The Central Bureau of Investigation (CBI) now wants to know who bought the paintings of Mamata Banerjee, reportedly sold for close to Rs. 2 crore at an exhibition of the chief minister’s works.
On Monday, even as Mamata was meeting Prime Minister Narendra Modi in Delhi, the CBI, probing the Saradha chit fund scam, sent a notice to the Trinamool Congress seeking information on who had bought Mamata Banerjee’s paintings, details of the donations to the party and how much worth of advertisements had been carried in the party’s organ between 2010 and 2014. The notice, signed by Tathagata Bardhan, ABBC superintendent of police of the CBI, was sent to the party’s all-India general secretary and the information was sought by March 10.
“I’ve just taken over. So, I can’t comment on the matter,” remarked Subrata Bakshi, who was recently appointed as the all-India general secretary replacing Mukul Roy. And both education minister Partha Chatterjee and Trinamool Rajya Sabha leader Derek O’Brien told HT that they had no idea of the CBI notice.
The CBI notice raises a question that was touched upon by Modi during the 2014 Lok Sabha poll campaign. During his visits to Bengal, Modi often wondered who had bought Mamata’s paintings for such a huge sum. He then had quoted a figure of Rs. 1.8 lakh and hinted that Saradha funds had been used to buy them.
“The CBI notice is pertinent,” remarked BJP state president Rahul Sinha. “We welcome the CBI step. But it shouldn’t procrastinate and allow the culprits to hide their spoils,” remarked Left leader Manoj Bhattacharya.
Over the past few years, Mamata has held four exhibitions of her paintings in the city. She has frequently claimed that she sells her creations to raise money to run her party.
The CBI has asked the party to provide details of who bought the paintings and the price of the canvases. The agency also asked the party to provide details of the advertisements that Jago Bangla (the Trinamool party organ) had got between 2010 and 2015.

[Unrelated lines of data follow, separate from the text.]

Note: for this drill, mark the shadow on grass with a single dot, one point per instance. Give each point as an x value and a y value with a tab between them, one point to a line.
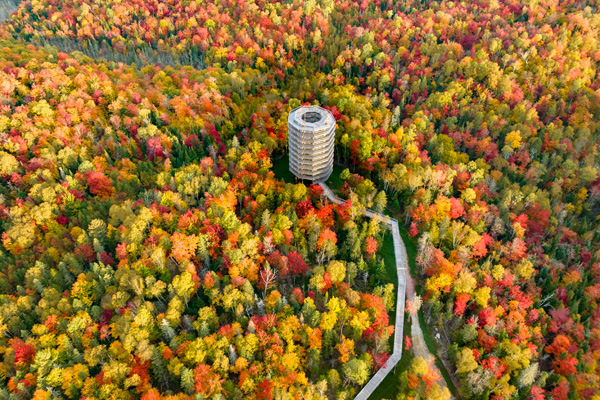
388	388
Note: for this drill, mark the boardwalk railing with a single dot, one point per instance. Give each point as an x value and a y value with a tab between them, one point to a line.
401	267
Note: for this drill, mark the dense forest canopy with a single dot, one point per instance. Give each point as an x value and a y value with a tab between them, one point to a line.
149	251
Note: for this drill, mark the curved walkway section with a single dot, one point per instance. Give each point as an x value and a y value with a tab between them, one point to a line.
401	267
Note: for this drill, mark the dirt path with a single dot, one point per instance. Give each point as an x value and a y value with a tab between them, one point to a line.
406	290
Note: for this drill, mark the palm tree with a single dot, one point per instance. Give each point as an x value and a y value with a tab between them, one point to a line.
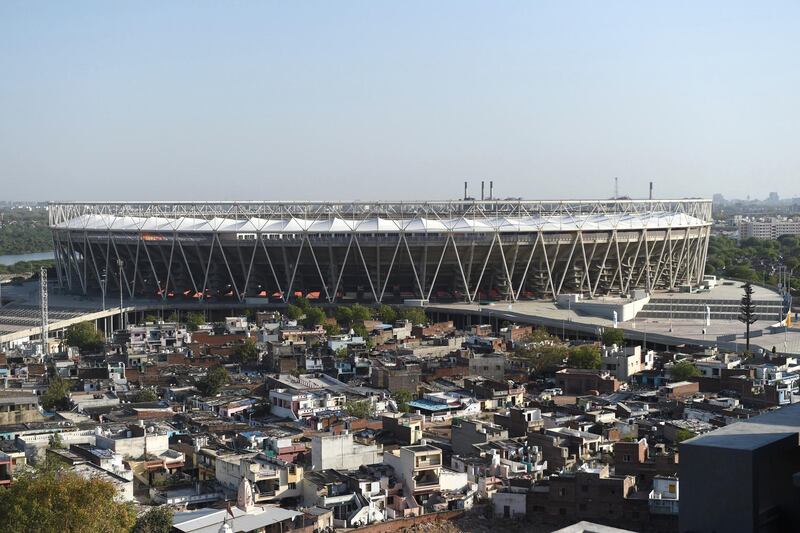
747	311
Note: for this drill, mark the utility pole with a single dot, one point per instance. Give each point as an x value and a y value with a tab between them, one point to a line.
121	317
44	305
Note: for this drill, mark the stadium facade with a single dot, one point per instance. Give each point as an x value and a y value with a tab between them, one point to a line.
378	251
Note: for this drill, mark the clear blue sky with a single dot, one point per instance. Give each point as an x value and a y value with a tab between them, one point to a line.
366	100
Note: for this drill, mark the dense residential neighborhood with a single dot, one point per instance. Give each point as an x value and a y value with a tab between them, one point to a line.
370	416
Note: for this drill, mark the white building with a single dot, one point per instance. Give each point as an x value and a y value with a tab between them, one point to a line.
272	479
625	361
299	404
342	453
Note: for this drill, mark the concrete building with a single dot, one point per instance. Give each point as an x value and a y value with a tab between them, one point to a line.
465	433
492	366
133	440
664	497
405	428
743	477
418	467
271	479
581	381
622	362
298	404
768	228
18	407
341	452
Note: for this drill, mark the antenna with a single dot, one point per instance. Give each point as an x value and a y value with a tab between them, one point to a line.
43	302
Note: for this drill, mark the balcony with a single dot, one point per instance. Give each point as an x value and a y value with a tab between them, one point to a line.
663	504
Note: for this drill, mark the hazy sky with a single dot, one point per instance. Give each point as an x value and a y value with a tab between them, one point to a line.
366	100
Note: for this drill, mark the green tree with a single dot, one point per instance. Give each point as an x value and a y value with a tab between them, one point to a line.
55	397
194	321
747	312
314	317
402	398
85	337
415	315
387	314
145	395
683	370
52	499
613	336
360	408
214	380
293	312
246	352
156	520
303	303
585	356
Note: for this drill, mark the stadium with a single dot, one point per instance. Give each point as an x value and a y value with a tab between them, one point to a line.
462	251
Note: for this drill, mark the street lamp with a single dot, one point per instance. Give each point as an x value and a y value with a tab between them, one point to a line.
121	317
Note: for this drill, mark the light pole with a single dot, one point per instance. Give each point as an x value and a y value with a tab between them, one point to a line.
121	317
103	285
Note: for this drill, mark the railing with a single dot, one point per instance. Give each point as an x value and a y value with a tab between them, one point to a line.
60	212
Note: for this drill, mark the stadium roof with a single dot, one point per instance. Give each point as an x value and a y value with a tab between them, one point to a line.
481	224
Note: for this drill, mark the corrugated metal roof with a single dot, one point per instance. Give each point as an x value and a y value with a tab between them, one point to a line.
563	223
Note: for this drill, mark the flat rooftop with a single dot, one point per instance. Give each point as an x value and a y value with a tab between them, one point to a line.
755	432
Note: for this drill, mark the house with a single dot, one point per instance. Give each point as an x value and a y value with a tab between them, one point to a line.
354	502
467	432
303	404
589	493
491	366
418	467
444	405
271	479
519	421
19	407
624	361
644	463
664	498
405	428
582	381
342	452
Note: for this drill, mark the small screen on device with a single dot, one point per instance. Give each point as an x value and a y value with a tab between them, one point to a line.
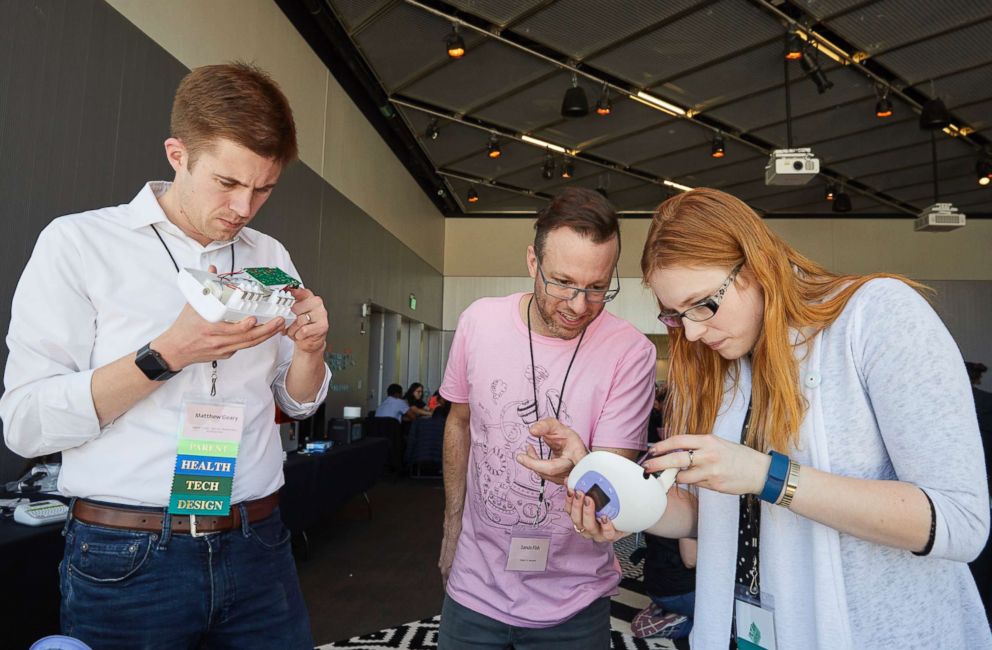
599	497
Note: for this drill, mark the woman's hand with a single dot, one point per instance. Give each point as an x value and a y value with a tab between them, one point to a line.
711	462
582	509
567	449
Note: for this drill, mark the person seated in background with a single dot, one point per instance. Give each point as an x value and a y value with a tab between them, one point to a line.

Had he not been removed from his position, Mukul Roy would have had to go to the CBI office with the details. On Monday, he remarked cryptically, “I was there when the party was registered (in 1998). But surely, the party hasn’t evaporated with me.” (What he indicated was that somebody in the party should take responsibility and travel to the CBI office with the file).